Chelsea captain Cesar Azpilicueta insists Tammy Abraham and Mason Mount will live up to their potential after stinging criticism from Jose Mourinho following their 4-0 thrashing at Manchester United.
Mourinho claimed new Chelsea boss Frank Lampard was wrong to pick inexperienced youngsters Abraham and Mount against a leading Premier League team like United.
The former Chelsea manager said he was surprised proven veterans N'Golo Kante, Olivier Giroud and Marcos Alonso started on the bench as United ran riot at Old Trafford on Sunday.

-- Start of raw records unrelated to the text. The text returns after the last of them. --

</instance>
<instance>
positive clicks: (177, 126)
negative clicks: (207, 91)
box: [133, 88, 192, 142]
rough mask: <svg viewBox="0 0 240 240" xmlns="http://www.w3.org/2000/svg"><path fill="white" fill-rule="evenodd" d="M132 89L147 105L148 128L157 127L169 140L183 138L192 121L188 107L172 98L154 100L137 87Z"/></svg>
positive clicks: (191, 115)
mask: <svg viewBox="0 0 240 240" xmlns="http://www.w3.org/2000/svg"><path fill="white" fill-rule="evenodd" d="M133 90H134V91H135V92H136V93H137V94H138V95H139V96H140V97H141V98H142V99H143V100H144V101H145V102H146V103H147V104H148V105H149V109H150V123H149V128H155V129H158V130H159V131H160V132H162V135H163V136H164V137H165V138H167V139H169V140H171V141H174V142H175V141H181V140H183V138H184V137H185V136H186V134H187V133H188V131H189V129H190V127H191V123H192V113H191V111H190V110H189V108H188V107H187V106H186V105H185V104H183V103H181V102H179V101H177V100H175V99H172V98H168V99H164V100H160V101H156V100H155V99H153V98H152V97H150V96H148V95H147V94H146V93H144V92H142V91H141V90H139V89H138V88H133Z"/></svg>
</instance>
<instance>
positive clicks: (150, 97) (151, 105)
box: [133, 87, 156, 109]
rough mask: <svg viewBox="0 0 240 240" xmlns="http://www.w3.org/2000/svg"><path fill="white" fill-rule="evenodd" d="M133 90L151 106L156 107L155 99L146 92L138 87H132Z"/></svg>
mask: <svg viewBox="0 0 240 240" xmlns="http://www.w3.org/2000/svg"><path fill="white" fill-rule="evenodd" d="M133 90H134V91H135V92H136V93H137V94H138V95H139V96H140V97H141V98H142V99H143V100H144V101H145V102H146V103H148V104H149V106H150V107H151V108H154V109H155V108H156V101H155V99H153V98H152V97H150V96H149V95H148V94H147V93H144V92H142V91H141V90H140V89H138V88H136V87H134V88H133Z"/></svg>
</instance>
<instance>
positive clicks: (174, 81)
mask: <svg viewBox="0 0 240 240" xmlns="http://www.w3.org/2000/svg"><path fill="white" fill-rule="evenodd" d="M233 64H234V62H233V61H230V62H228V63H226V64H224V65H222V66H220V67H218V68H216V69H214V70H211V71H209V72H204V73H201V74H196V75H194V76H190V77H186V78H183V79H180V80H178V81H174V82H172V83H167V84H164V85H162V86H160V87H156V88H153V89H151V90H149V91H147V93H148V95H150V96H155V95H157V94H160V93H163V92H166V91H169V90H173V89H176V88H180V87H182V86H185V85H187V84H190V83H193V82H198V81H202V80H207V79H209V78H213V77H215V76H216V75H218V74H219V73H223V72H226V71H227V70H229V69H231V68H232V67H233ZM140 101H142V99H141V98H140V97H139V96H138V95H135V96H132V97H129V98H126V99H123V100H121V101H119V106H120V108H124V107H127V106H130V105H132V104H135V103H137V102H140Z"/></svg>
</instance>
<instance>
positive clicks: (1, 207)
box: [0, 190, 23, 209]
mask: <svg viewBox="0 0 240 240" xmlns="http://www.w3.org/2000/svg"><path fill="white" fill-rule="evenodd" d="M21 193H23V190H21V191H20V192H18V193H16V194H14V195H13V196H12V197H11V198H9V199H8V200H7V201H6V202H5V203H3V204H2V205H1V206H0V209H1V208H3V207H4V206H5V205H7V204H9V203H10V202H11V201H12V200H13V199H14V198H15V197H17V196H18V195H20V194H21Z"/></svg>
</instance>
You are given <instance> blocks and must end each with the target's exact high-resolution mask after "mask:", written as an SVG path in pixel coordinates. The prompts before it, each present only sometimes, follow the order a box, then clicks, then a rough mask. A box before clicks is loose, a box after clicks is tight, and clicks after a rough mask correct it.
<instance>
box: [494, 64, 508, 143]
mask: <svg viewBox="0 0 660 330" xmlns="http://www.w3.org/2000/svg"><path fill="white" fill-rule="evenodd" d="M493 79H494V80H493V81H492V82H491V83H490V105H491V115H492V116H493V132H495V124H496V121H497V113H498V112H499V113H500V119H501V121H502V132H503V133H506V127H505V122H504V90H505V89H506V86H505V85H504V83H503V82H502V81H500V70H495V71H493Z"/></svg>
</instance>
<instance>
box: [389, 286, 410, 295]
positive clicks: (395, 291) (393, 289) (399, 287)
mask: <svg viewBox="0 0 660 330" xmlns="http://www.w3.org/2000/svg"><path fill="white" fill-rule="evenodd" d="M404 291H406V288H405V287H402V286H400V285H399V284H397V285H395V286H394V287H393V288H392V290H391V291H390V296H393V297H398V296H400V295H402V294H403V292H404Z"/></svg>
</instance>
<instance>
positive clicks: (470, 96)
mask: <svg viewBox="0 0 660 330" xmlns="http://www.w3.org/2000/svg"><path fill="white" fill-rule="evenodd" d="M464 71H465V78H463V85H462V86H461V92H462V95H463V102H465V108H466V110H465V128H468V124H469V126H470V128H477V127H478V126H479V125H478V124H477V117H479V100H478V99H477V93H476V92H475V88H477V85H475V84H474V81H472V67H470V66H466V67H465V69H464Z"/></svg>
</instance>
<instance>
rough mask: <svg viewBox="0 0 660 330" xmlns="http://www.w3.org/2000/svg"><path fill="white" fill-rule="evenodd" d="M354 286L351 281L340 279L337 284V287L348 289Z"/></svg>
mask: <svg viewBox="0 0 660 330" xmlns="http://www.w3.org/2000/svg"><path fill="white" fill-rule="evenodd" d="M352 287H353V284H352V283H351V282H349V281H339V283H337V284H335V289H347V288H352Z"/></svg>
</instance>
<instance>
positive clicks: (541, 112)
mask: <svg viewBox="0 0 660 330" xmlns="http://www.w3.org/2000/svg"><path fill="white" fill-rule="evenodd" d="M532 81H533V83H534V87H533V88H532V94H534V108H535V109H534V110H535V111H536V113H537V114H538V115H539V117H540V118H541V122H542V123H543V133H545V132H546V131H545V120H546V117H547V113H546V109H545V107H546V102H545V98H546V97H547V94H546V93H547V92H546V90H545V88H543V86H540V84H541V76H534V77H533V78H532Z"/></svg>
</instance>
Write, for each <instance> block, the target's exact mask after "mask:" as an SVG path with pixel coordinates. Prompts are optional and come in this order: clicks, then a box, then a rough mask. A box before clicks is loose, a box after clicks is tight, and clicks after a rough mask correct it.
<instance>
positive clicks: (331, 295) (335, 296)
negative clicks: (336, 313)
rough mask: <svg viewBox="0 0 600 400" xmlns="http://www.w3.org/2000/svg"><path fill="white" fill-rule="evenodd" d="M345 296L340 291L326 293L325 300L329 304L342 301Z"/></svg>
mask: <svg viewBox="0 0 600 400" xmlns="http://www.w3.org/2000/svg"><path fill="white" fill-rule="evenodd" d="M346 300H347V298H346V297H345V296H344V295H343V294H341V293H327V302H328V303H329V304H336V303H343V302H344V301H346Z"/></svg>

Lampard expressed surprise at Mourinho's comments and Azpilicueta made it clear he didn't agree with the assessment of two of Chelsea's more highly-rated academy graduates.
"If they are here it is because they deserve to be. They are fighting in every training session. We trust in them," Azpilicueta said.
"All the boys, they train to play for the Chelsea first team since they were young and now we have a massive opportunity to create a fantastic group, to learn from every game.
"Obviously everyone would like to start in a better way but we have to face the reality and become stronger from it."
Abraham and Mount started brightly at Old Trafford, the former rattling the post, and Chelsea were perhaps unfortunate to be trailing at the break following Marcus Rashford's penalty.
But they collapsed in the second half, making it a miserable first Premier League game in the dug-out for Chelsea legend Lampard.
Azpilicueta has urged Chelsea to draw a line under the Manchester meltdown as they head to Istanbul to face Liverpool in Wednesday's European Super Cup final.
"We know that Chelsea always fights for everything. When you don't win, the questions around get more and more but we have to cope with it," he said.
"We know that playing for Chelsea requires your best effort in every game so we have to learn from the game.
"We know that we can improve. We have to face it, take the responsibility and move forward. We have a trophy to fight for on Wednesday against a good team and we have to be ready for it."